Outros pontos nos quais o perfil de Hannibal não parece se ajustar à descrição-padrão de psicopata ou sociopata são a ausência de empatia e a incapacidade de formar laços afetivos: pode ser fato que ele não tem qualquer empatia nem preocupação com o bem-estar da quase totalidade da espécie humana, mas há exceções, e essas são muito importantes. Há pessoas a quem ele, sem dúvida, dedica afeto, ou ao menos um grande respeito, como Lady Murasaki e, mais tarde, Will Graham (o agente do FBI que o prendeu), Clarice Starling, e até mesmo Barney, o enfermeiro/carcereiro em quem o Dr. Lecter encontrou um discípulo atento, uma mente ávida por conhecimento (em tempo: conhecimento sobre arte e cultura, não sobre assassinato). O que me parece, enquanto leitor, é que Thomas Harris deve ter estudado a fundo as características dos transtornos psiquiátricos, mas, de propósito, deve ter feito com que seu personagem fugisse deles em alguns pontos, enquanto se encaixa em outros, o que o torna mais enigmático. Por esse motivo, entre outros, Hannibal talvez seja um dos mais interessantes anti-heróis da literatura recente: seus crimes nos horrorizam, mas também há momentos em que torcemos por ele e até o entendemos. Quem nunca teve vontade de matar uma pessoa grosseira? A diferença é que Hannibal não fica na vontade, e, como se fosse uma réplica póstuma à ofensa recebida, sempre que possível ainda faz questão de comer um pedaço do ofensor, como se insinuasse, com o humor ácido que é uma de suas marcas registradas, que para alguma coisa "boa" a pessoa acabou servindo.

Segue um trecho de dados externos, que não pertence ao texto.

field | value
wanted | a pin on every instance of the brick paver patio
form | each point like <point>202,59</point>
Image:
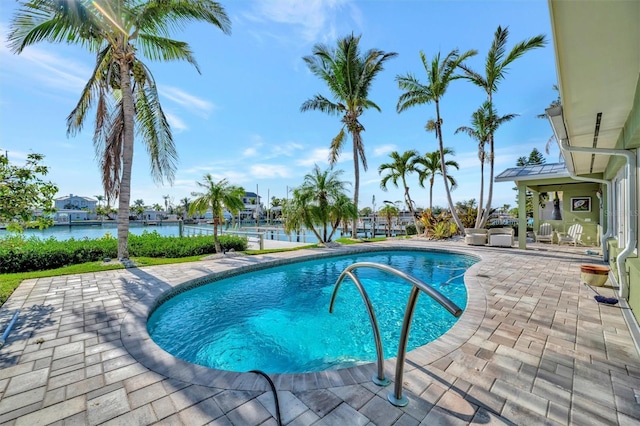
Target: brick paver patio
<point>533,347</point>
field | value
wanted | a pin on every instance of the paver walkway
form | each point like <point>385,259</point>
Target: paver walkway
<point>533,347</point>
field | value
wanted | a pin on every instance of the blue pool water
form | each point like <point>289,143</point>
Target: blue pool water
<point>277,319</point>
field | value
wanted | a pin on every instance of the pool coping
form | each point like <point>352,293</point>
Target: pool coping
<point>138,343</point>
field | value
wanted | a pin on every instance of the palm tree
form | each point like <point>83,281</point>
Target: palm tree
<point>389,212</point>
<point>121,87</point>
<point>349,76</point>
<point>439,75</point>
<point>484,122</point>
<point>496,66</point>
<point>401,166</point>
<point>432,166</point>
<point>185,203</point>
<point>320,202</point>
<point>217,196</point>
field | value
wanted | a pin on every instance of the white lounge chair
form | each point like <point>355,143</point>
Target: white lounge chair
<point>545,234</point>
<point>501,237</point>
<point>572,236</point>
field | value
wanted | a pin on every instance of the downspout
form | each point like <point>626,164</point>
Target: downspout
<point>631,196</point>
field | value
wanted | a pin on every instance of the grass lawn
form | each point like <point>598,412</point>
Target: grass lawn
<point>9,282</point>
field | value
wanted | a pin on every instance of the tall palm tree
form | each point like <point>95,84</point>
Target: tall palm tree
<point>484,123</point>
<point>389,212</point>
<point>320,202</point>
<point>439,75</point>
<point>348,76</point>
<point>431,166</point>
<point>398,169</point>
<point>496,65</point>
<point>185,203</point>
<point>217,196</point>
<point>121,86</point>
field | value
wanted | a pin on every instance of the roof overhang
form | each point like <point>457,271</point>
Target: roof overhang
<point>533,173</point>
<point>598,66</point>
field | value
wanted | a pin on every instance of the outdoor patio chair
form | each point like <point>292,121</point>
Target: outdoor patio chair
<point>475,236</point>
<point>545,234</point>
<point>501,237</point>
<point>572,236</point>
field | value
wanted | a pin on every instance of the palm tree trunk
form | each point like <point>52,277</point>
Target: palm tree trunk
<point>485,214</point>
<point>480,213</point>
<point>216,242</point>
<point>409,201</point>
<point>127,157</point>
<point>443,169</point>
<point>356,184</point>
<point>431,181</point>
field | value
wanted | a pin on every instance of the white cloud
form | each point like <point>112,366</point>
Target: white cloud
<point>263,171</point>
<point>36,63</point>
<point>384,150</point>
<point>315,19</point>
<point>194,104</point>
<point>175,122</point>
<point>317,156</point>
<point>250,152</point>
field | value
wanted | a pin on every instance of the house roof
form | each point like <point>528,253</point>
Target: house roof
<point>68,197</point>
<point>598,65</point>
<point>534,172</point>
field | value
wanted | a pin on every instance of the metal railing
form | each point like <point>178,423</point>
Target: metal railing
<point>396,397</point>
<point>257,237</point>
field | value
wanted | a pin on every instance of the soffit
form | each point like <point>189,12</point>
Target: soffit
<point>597,48</point>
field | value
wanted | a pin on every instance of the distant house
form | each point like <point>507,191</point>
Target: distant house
<point>74,207</point>
<point>252,207</point>
<point>75,202</point>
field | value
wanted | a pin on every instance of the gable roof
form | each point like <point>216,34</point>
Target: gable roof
<point>534,172</point>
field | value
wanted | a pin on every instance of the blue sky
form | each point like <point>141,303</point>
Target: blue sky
<point>240,118</point>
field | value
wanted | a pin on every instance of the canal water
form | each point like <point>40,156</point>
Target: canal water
<point>80,232</point>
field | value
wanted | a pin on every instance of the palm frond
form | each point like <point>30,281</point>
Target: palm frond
<point>320,103</point>
<point>152,125</point>
<point>161,48</point>
<point>157,16</point>
<point>336,146</point>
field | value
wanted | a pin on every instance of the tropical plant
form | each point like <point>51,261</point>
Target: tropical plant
<point>319,204</point>
<point>429,165</point>
<point>389,211</point>
<point>484,122</point>
<point>137,211</point>
<point>22,190</point>
<point>185,203</point>
<point>348,75</point>
<point>496,65</point>
<point>398,169</point>
<point>438,225</point>
<point>439,75</point>
<point>217,196</point>
<point>121,86</point>
<point>468,212</point>
<point>535,158</point>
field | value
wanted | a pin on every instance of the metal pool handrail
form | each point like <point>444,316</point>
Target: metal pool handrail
<point>396,397</point>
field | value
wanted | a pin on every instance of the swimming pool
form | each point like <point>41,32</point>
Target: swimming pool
<point>277,319</point>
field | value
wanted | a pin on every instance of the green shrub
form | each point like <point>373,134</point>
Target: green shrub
<point>19,254</point>
<point>411,229</point>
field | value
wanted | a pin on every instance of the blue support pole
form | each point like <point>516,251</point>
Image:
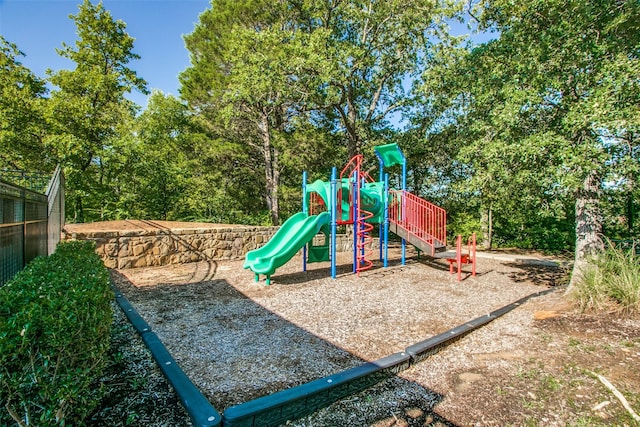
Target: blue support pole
<point>386,221</point>
<point>334,222</point>
<point>404,188</point>
<point>355,198</point>
<point>305,209</point>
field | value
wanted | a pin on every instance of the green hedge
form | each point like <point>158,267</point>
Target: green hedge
<point>55,327</point>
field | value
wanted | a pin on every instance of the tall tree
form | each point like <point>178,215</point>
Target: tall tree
<point>551,90</point>
<point>22,128</point>
<point>261,70</point>
<point>373,50</point>
<point>88,109</point>
<point>246,80</point>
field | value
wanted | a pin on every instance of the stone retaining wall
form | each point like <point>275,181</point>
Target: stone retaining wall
<point>147,248</point>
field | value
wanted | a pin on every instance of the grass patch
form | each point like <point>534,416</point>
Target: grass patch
<point>611,282</point>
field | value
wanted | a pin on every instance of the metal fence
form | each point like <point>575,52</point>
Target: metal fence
<point>30,223</point>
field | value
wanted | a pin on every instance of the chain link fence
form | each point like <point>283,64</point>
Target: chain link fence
<point>31,218</point>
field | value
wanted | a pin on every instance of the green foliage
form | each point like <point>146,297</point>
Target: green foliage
<point>89,115</point>
<point>22,128</point>
<point>55,326</point>
<point>610,282</point>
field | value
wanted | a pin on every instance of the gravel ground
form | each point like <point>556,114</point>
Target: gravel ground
<point>239,340</point>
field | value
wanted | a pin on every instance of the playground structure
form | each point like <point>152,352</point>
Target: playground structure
<point>354,198</point>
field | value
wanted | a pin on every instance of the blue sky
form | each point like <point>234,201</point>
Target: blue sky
<point>38,27</point>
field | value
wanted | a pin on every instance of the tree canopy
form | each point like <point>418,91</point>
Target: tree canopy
<point>530,138</point>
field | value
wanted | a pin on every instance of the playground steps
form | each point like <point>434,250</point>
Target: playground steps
<point>426,244</point>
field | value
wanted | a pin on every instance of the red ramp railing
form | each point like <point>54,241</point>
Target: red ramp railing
<point>419,219</point>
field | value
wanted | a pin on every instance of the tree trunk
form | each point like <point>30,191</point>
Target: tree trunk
<point>486,226</point>
<point>272,174</point>
<point>630,207</point>
<point>588,226</point>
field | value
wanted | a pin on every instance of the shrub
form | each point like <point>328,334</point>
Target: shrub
<point>55,328</point>
<point>612,280</point>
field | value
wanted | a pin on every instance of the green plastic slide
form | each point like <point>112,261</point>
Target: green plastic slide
<point>289,239</point>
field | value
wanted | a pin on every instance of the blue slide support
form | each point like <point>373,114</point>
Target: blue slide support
<point>385,235</point>
<point>305,209</point>
<point>334,220</point>
<point>404,188</point>
<point>386,195</point>
<point>355,219</point>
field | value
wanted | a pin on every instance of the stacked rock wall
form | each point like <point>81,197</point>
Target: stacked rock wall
<point>148,248</point>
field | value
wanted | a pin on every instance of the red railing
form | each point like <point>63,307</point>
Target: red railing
<point>419,218</point>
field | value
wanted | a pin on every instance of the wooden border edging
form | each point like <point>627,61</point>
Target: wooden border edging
<point>296,402</point>
<point>200,410</point>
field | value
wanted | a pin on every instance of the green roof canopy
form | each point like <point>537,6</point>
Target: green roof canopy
<point>390,155</point>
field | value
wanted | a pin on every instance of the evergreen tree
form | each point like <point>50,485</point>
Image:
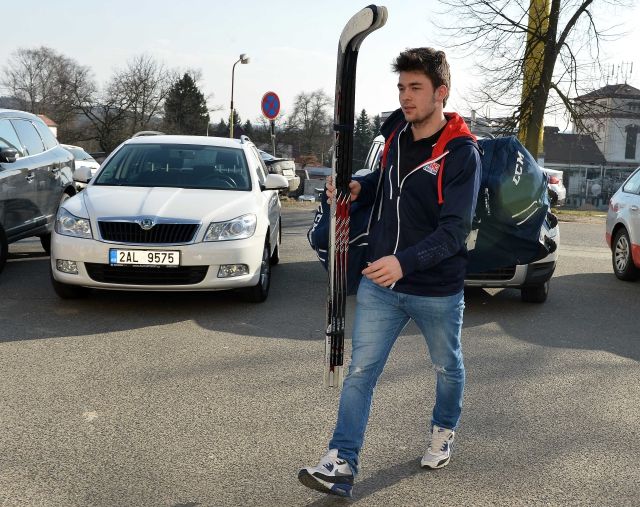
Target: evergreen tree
<point>376,123</point>
<point>185,110</point>
<point>220,130</point>
<point>361,140</point>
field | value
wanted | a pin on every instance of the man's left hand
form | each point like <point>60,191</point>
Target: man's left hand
<point>385,271</point>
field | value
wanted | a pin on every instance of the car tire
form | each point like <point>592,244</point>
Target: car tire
<point>275,256</point>
<point>621,257</point>
<point>4,248</point>
<point>45,239</point>
<point>259,292</point>
<point>535,293</point>
<point>66,291</point>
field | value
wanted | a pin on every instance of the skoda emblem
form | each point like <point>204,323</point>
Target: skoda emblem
<point>146,223</point>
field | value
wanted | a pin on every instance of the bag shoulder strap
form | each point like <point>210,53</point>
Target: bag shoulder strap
<point>387,145</point>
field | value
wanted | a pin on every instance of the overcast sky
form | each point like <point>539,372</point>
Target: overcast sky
<point>292,44</point>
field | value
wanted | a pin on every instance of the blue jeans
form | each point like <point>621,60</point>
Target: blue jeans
<point>381,315</point>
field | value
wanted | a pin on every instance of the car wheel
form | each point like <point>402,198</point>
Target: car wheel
<point>4,248</point>
<point>621,257</point>
<point>45,239</point>
<point>275,256</point>
<point>259,292</point>
<point>66,291</point>
<point>535,293</point>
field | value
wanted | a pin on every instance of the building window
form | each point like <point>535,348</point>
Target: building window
<point>630,147</point>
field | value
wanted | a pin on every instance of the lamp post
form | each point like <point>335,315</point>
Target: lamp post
<point>244,59</point>
<point>209,122</point>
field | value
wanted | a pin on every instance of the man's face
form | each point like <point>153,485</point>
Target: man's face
<point>418,98</point>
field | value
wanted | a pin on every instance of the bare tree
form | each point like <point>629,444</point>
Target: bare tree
<point>142,88</point>
<point>46,82</point>
<point>310,122</point>
<point>563,47</point>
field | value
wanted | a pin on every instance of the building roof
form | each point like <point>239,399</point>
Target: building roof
<point>617,91</point>
<point>47,121</point>
<point>571,148</point>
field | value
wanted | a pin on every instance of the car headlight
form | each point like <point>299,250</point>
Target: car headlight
<point>71,225</point>
<point>239,228</point>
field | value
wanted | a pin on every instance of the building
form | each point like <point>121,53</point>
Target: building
<point>53,126</point>
<point>611,115</point>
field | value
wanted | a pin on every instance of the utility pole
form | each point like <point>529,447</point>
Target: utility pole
<point>531,135</point>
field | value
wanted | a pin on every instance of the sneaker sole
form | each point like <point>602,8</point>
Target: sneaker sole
<point>440,464</point>
<point>311,482</point>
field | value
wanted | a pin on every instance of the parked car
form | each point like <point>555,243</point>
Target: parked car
<point>557,190</point>
<point>312,181</point>
<point>623,228</point>
<point>171,213</point>
<point>531,279</point>
<point>284,166</point>
<point>36,175</point>
<point>82,158</point>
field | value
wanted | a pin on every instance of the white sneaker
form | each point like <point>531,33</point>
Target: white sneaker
<point>439,448</point>
<point>332,475</point>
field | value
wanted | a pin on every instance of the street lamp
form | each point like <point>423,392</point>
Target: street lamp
<point>244,59</point>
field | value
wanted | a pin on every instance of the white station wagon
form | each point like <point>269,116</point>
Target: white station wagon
<point>171,213</point>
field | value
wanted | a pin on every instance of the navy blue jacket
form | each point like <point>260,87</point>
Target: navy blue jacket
<point>425,219</point>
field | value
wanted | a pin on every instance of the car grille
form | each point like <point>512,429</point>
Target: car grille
<point>494,274</point>
<point>131,232</point>
<point>138,275</point>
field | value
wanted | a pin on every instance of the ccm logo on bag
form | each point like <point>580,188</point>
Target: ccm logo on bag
<point>518,171</point>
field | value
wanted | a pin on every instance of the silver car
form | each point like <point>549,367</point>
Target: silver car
<point>623,228</point>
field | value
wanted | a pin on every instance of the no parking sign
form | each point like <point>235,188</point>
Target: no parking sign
<point>270,105</point>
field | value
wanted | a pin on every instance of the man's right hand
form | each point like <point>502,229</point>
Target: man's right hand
<point>354,187</point>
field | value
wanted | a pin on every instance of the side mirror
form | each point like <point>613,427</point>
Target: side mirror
<point>276,182</point>
<point>82,175</point>
<point>8,155</point>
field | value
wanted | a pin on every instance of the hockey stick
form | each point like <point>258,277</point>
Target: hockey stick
<point>357,28</point>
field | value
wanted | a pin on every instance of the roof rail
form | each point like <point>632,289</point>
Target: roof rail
<point>143,133</point>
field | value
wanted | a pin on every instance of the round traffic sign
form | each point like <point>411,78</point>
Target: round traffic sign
<point>270,105</point>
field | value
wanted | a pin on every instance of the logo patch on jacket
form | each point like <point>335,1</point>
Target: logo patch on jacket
<point>431,167</point>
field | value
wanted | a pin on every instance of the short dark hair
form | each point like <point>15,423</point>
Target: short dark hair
<point>431,62</point>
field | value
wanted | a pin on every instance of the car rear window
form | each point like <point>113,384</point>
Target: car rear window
<point>80,154</point>
<point>8,137</point>
<point>178,166</point>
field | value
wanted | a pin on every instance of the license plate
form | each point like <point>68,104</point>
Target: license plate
<point>144,257</point>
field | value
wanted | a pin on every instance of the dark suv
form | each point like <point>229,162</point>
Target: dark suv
<point>36,175</point>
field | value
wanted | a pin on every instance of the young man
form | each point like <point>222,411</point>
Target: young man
<point>422,209</point>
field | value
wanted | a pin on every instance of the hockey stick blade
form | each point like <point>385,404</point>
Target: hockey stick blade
<point>360,25</point>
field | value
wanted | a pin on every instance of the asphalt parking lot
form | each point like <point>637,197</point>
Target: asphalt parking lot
<point>203,400</point>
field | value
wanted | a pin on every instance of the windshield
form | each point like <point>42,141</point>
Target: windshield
<point>80,154</point>
<point>177,165</point>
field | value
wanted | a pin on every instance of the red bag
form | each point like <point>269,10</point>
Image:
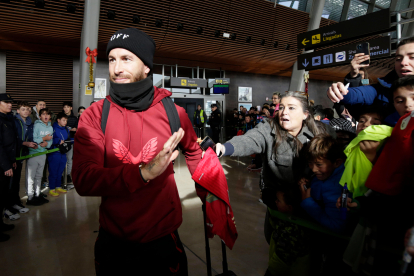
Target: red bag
<point>215,195</point>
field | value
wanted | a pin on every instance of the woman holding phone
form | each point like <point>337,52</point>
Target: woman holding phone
<point>280,142</point>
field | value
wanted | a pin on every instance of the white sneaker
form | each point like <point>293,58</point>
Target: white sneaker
<point>10,215</point>
<point>21,209</point>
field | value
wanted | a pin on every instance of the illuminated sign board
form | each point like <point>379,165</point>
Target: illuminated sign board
<point>370,24</point>
<point>379,48</point>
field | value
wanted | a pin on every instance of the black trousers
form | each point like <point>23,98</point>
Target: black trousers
<point>13,195</point>
<point>4,190</point>
<point>164,256</point>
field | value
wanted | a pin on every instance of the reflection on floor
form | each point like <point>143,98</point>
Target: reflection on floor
<point>58,238</point>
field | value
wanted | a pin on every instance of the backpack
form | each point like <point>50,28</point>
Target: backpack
<point>169,106</point>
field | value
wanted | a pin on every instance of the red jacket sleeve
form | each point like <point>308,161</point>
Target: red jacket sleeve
<point>188,144</point>
<point>90,177</point>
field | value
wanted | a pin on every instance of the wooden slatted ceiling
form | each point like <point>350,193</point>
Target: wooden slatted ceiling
<point>34,76</point>
<point>256,18</point>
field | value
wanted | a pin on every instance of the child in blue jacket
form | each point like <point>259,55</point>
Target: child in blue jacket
<point>325,156</point>
<point>57,160</point>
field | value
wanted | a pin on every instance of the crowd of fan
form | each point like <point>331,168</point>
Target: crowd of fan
<point>365,152</point>
<point>31,133</point>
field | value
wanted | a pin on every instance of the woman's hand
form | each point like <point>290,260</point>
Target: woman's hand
<point>356,63</point>
<point>220,149</point>
<point>8,172</point>
<point>305,192</point>
<point>369,148</point>
<point>47,137</point>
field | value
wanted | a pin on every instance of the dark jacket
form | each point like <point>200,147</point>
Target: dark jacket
<point>8,137</point>
<point>24,132</point>
<point>321,206</point>
<point>72,123</point>
<point>215,118</point>
<point>59,134</point>
<point>379,95</point>
<point>34,116</point>
<point>197,117</point>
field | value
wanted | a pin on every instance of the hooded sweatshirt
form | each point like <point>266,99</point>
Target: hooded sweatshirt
<point>24,130</point>
<point>40,130</point>
<point>59,133</point>
<point>107,165</point>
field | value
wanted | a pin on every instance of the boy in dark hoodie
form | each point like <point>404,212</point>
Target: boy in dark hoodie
<point>73,125</point>
<point>42,136</point>
<point>57,160</point>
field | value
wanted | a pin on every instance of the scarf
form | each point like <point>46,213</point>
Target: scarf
<point>136,96</point>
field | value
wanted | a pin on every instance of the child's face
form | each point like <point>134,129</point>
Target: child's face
<point>67,109</point>
<point>322,168</point>
<point>45,117</point>
<point>62,122</point>
<point>367,120</point>
<point>281,204</point>
<point>404,100</point>
<point>24,111</point>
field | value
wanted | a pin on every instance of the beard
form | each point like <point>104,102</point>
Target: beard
<point>133,78</point>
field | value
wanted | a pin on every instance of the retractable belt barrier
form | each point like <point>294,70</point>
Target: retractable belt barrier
<point>316,227</point>
<point>40,153</point>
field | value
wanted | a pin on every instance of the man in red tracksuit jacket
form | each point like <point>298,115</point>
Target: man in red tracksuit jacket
<point>130,166</point>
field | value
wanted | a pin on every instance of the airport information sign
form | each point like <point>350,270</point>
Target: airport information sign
<point>370,24</point>
<point>187,82</point>
<point>379,48</point>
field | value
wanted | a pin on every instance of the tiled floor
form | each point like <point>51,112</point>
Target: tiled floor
<point>58,238</point>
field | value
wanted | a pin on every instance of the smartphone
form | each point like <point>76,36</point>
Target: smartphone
<point>363,48</point>
<point>207,143</point>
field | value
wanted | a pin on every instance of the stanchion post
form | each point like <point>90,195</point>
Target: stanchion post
<point>65,178</point>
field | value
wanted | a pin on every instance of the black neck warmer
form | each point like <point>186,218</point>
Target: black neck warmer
<point>136,96</point>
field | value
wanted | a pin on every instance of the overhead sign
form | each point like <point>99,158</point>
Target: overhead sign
<point>187,82</point>
<point>370,24</point>
<point>379,48</point>
<point>223,81</point>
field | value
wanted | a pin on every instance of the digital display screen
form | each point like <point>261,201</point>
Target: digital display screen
<point>220,89</point>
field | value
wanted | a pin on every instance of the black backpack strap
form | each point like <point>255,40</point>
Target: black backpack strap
<point>172,114</point>
<point>105,113</point>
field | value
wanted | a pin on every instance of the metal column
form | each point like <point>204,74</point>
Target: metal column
<point>2,72</point>
<point>89,39</point>
<point>297,82</point>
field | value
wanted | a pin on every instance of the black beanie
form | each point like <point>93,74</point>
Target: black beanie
<point>135,41</point>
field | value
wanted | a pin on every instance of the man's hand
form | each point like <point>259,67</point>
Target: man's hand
<point>160,162</point>
<point>9,172</point>
<point>336,92</point>
<point>47,137</point>
<point>349,203</point>
<point>32,145</point>
<point>356,63</point>
<point>369,148</point>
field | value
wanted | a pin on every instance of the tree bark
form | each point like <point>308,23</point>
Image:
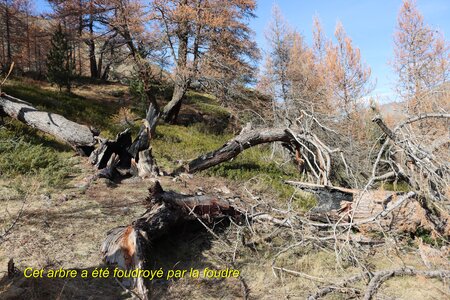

Peguei Hannibal: a Origem do Mal para ler meio por acaso, era apenas um dos muitos livros que aguardavam a vez, e preciso dizer, a bem da verdade, que ele não é tão bom quanto O Silêncio dos Inocentes ou Hannibal (ainda não li Dragão Vermelho, mas, naturalmente, vi todos os filmes), mas também está longe de ser uma leitura ruim. Parece-me agora que essa pode ser uma boa oportunidade de percorrer toda a saga de Hannibal na ordem cronológica certa, então é possível que leia/releia tudo, não necessariamente um atrás do outro – posso alternar com outros, mas procurarei fazer isso, e, se assim for, retorno ao assunto em breve.